See I have to go get my medications today, which by the way I have no clue how I was able to talk the Psychiatrist I was seeing at the hospital I just got out of into refilling them but hey whatever works in life at this point in time.  He probably refilled them because I can’t just stop taking the damn things now that I’ve been on them for this long and doesn’t want a medical law suit, like I could afford a lawyer at this time in life.  Anyway, back to going to get my medications.  That means I have to get a ride and travel 45 minutes one way in a car and then back.  I have panic attacks in cars, every single time.  It sucks bat brains.  I’ve been anxious all morning and have pretty much worked myself into a frenzy about having to go do this.  Sigh.  I’m sick of worrying.  I’m sick of anxiety.  I’m sick of disorders to which there are no cures.  I’m sick of being sick.  I’m sick of having something wrong with me and I just know so is everyone else around me. Most likely they’re not but that’s the irrational thought process of my anxiety disorder.

It’s stupid and tiring.

It’s Friday & Yeah…Well…That Was a Waste of Time

So yeah…the supposed doctors appointment turned out to be an appointment for an outpatient program for substance abuse and only if I go to the program will I receive the much-needed psychiatric care that I was promised by the hospital.  I have absolutely no clue what the hell just happened but I know I walked in there hopeful but walked out feeling defeated, worthless, feeling like a waste of space.  The woman whom I had to deal with for my ‘intake’ (I know!  Whoa there, intake???) was the most unpersonable person I have ever had to deal with, she’s definitely working in the wrong field of employment for her personality.
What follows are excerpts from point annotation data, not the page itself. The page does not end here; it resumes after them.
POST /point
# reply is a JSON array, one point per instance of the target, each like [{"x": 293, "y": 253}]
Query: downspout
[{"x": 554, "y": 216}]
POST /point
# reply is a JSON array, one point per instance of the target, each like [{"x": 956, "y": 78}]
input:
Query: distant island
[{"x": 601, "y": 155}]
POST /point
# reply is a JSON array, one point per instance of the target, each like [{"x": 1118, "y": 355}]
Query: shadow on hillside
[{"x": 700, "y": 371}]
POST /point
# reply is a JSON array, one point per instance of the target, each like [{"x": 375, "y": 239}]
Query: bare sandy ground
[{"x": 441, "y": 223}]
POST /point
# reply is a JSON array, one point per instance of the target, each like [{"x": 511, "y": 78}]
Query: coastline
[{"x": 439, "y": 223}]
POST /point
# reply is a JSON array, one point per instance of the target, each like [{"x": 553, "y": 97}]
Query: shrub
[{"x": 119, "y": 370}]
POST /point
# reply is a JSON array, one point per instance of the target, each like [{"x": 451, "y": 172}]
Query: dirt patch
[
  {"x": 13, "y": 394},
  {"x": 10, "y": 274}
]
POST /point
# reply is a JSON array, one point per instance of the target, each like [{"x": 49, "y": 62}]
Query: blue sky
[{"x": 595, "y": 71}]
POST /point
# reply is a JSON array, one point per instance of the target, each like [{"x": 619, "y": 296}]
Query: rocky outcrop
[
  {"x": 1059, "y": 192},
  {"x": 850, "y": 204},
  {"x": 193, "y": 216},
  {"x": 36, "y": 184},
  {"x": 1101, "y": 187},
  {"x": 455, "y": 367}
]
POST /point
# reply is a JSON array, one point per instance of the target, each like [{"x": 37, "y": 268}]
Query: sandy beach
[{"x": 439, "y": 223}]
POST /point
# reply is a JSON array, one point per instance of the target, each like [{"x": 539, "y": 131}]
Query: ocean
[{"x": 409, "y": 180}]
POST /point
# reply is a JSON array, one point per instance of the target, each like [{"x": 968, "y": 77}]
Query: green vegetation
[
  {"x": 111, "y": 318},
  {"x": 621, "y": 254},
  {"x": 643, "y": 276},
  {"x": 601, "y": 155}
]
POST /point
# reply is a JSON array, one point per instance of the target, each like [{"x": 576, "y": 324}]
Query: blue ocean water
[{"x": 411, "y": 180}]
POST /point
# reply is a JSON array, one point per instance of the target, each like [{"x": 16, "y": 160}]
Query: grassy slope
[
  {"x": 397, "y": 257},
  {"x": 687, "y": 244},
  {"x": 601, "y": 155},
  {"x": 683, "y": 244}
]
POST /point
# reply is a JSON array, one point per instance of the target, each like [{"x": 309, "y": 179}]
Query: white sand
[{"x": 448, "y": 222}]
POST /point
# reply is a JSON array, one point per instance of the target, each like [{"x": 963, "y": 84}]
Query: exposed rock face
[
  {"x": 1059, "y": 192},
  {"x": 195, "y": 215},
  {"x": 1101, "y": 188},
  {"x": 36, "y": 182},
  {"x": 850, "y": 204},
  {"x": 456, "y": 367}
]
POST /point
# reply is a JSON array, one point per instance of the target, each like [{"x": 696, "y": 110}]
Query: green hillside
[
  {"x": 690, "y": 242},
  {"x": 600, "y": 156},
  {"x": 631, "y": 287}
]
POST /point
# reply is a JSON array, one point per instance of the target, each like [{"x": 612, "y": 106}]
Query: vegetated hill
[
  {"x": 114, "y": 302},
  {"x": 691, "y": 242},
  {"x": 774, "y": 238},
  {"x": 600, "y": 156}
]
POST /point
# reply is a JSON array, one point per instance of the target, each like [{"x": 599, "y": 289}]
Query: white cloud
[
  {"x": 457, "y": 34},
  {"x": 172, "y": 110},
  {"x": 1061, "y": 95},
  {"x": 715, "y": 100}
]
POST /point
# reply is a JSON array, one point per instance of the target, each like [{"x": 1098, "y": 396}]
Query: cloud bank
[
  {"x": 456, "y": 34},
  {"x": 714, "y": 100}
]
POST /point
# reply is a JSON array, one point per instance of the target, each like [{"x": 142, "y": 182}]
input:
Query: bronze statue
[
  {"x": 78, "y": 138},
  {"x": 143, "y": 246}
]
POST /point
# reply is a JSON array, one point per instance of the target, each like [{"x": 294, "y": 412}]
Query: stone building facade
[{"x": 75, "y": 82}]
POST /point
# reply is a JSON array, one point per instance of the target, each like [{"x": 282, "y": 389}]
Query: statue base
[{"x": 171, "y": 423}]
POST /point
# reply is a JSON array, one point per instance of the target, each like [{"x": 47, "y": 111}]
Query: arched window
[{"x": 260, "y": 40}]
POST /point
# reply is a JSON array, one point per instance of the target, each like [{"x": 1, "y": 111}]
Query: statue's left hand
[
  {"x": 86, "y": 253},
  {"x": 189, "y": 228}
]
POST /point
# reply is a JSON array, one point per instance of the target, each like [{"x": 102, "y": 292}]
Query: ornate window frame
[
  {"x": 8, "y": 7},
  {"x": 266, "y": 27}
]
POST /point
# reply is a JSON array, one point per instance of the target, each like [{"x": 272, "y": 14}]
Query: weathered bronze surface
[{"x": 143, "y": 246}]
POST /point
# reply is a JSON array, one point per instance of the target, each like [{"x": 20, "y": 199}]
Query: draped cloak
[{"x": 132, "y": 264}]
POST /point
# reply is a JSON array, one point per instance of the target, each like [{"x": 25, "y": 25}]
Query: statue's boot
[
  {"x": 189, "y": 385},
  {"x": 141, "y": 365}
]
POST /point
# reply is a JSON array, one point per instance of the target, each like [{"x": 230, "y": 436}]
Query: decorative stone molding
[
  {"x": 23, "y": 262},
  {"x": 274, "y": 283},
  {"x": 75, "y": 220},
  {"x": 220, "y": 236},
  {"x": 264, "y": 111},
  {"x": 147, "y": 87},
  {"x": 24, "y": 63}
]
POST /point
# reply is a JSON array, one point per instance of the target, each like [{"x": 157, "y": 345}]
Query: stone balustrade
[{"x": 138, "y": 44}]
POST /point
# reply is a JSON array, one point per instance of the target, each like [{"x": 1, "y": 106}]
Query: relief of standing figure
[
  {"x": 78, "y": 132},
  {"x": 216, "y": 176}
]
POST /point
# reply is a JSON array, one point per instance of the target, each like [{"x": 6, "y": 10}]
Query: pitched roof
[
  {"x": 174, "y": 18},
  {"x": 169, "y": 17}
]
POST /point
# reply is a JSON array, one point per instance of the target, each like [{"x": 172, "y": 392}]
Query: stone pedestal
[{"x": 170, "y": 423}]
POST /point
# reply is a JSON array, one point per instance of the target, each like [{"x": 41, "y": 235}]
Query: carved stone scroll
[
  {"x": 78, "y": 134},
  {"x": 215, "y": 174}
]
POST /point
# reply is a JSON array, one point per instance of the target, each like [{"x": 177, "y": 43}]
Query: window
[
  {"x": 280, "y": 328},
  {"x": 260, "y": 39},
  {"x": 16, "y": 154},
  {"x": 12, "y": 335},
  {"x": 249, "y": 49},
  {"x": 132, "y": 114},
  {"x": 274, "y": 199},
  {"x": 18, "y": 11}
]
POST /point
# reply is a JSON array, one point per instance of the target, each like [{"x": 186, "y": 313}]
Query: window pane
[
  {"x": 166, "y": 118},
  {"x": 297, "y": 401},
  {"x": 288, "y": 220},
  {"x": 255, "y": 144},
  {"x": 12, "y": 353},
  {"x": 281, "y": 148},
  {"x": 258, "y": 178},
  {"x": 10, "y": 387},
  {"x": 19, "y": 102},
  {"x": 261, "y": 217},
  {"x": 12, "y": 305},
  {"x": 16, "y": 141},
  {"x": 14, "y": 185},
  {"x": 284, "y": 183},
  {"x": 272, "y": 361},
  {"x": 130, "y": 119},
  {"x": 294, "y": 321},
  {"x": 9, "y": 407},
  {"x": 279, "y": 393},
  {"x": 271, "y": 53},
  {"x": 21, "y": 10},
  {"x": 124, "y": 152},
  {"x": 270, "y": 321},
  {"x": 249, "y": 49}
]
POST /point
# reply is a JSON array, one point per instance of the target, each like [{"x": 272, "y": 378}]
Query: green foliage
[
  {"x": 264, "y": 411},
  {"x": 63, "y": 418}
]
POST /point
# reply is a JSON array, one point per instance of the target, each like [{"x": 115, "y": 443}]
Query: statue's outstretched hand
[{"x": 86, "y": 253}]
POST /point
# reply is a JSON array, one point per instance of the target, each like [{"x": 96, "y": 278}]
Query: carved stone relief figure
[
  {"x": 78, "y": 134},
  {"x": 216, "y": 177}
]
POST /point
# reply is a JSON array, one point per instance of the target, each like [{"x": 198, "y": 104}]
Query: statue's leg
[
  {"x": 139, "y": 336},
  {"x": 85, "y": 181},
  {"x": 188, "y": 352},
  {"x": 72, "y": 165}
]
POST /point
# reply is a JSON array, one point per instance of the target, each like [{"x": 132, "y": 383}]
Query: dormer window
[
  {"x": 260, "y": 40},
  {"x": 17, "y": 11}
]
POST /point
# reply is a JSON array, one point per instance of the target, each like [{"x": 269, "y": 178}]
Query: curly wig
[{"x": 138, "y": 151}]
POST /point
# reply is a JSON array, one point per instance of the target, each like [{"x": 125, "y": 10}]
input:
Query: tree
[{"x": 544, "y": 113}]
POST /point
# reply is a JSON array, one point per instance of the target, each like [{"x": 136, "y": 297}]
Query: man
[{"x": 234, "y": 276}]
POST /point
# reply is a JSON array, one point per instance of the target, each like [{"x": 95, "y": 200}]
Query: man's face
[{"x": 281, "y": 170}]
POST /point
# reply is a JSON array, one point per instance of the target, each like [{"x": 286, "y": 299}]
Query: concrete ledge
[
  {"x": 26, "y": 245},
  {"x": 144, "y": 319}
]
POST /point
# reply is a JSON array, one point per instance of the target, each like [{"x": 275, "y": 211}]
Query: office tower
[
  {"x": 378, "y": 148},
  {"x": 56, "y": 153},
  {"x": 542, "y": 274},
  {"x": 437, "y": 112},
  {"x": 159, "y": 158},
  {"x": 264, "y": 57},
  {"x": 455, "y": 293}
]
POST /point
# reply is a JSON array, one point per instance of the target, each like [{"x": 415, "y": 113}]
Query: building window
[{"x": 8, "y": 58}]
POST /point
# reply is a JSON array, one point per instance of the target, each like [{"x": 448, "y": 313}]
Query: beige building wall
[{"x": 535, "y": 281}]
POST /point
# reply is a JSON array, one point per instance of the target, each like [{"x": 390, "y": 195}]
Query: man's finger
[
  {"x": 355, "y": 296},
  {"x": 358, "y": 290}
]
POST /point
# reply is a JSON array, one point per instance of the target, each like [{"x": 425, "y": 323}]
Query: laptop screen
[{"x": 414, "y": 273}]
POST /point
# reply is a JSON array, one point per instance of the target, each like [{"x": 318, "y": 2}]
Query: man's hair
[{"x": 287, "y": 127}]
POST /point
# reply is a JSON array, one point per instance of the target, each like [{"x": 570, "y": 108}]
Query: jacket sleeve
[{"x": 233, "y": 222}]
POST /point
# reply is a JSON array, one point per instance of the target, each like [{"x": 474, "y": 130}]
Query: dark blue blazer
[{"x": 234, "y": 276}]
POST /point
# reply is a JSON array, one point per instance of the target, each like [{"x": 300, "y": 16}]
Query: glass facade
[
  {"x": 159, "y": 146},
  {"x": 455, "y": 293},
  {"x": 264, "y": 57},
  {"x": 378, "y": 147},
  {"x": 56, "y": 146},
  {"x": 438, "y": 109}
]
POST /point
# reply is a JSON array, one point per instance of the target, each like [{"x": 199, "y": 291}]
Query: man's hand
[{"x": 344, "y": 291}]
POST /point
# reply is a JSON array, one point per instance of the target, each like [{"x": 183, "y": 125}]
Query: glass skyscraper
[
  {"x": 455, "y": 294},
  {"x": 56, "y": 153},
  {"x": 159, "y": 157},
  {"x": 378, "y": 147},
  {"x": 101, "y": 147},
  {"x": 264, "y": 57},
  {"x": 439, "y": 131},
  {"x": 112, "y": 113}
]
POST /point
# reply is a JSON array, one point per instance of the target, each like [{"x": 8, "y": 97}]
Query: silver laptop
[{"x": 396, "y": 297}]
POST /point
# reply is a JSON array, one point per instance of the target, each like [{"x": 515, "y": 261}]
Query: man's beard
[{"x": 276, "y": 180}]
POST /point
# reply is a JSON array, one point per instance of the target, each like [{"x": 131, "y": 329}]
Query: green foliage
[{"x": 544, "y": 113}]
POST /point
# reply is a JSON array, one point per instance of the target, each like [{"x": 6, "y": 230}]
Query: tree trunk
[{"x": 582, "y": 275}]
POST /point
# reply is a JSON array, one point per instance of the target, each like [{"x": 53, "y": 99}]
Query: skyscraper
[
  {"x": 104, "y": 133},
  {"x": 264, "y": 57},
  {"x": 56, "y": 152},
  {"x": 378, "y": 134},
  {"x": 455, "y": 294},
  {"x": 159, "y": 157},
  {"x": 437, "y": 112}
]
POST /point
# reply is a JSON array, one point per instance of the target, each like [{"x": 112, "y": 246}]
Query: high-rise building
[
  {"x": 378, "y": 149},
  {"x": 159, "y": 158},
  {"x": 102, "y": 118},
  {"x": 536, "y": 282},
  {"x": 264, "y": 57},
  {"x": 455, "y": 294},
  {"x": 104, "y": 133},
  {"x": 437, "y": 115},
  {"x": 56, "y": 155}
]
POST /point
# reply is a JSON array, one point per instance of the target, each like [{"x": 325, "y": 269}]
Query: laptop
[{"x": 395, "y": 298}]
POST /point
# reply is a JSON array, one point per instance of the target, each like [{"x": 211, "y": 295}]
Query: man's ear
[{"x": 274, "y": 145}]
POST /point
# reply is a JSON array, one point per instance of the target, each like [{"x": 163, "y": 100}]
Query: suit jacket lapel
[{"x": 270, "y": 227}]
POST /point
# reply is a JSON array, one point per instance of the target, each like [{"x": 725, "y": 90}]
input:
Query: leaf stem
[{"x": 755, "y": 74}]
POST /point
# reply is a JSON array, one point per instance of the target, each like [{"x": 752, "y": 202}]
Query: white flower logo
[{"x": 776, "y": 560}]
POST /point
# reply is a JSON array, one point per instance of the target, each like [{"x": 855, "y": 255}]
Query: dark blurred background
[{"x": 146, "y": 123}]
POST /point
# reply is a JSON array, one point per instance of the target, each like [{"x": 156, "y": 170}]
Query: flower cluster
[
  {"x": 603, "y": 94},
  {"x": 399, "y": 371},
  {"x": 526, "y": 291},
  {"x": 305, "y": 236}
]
So yeah…there wasn’t even a psychiatrist there to prescribe my medications.  So now I’m down to four days left of medications and have no clue what to do.  I’ve been brainstorming since 1 pm and have come up with nothing except maybe the ER might give me a prescription but I think they’ll just commit me to the same hospital I just got out of last week.

I’m confused and tired.

Now I ask you, what would a 20-year-old person do if they were in my situation and felt unstable, that their mental health wasn’t okay as is and then something like this happens???  I ask this to make a point, that it’s never been just about guns, video games or movies.  It’s about no one out there helping, no one giving a crap.  It’s about feeling desperate in your situation and just needing someone to turn to.

The mental health care system in the United States needs help badly, hell almost more than I do.  Now THAT’S ironic.